Sebagian besar pekerjaan EEOC melibatkan penyelidikan atas pengaduan yang diajukan oleh karyawan yang yakin bahwa mereka telah didiskriminasi. Dan meskipun sulit bagi pelamar kerja untuk mengetahui apakah alat perekrutan yang bias menyebabkan mereka ditolak pekerjaan, Burrows mengatakan “umumnya ada lebih banyak kesadaran” di kalangan pekerja tentang alat yang semakin banyak digunakan untuk meningkatkan produktivitas mereka dalam melakukan pemantauan.
Alat-alat tersebut berkisar dari perangkat frekuensi radio untuk melacak perawat, memantau jadwal pekerja gudang dan pengemudi pengiriman yang dikontrol ketat dari menit ke menit, hingga melacak penekanan tombol atau klik mouse komputer ketika banyak pekerja kantoran mulai bekerja dari rumah selama pandemi.

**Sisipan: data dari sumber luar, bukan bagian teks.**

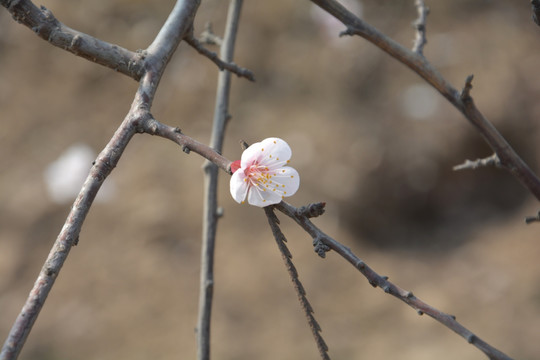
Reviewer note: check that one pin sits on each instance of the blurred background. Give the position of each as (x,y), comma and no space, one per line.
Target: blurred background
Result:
(369,137)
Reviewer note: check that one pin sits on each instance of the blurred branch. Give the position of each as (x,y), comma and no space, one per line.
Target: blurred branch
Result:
(509,159)
(222,65)
(388,287)
(138,119)
(300,291)
(536,11)
(208,37)
(46,26)
(188,144)
(531,219)
(210,211)
(420,26)
(493,160)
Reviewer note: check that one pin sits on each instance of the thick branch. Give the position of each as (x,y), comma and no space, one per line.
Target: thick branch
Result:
(388,287)
(510,160)
(45,25)
(102,167)
(420,26)
(210,211)
(137,120)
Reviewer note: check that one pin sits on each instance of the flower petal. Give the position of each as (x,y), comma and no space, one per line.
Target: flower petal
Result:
(286,181)
(267,152)
(250,155)
(262,197)
(239,186)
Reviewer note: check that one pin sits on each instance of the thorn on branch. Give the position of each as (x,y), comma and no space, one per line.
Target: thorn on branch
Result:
(531,219)
(536,11)
(209,37)
(320,247)
(420,24)
(312,210)
(466,92)
(493,160)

Beberapa mungkin melanggar undang-undang hak-hak sipil tergantung pada bagaimana undang-undang tersebut digunakan.
Burrows mencatat bahwa Dewan Hubungan Perburuhan Nasional juga sedang mempelajari alat AI semacam itu. NLRB mengirimkan memo tahun lalu yang memperingatkan bahwa pengawasan dan alat manajemen yang terlalu mengganggu dapat mengganggu hak pekerja untuk berkomunikasi satu sama lain tentang kegiatan serikat pekerja atau kondisi yang tidak aman.
“Saya pikir pendekatan terbaik – saya tidak mengatakan jangan menggunakannya, ini tidak ilegal – tetapi adalah dengan benar-benar memikirkan apa yang ingin diukur oleh pengusaha dan mungkin mengukurnya secara langsung,” kata Burrows. “Jika Anda mencoba melihat apakah pekerjaan telah selesai, mungkin lihat apakah pekerjaan telah selesai.”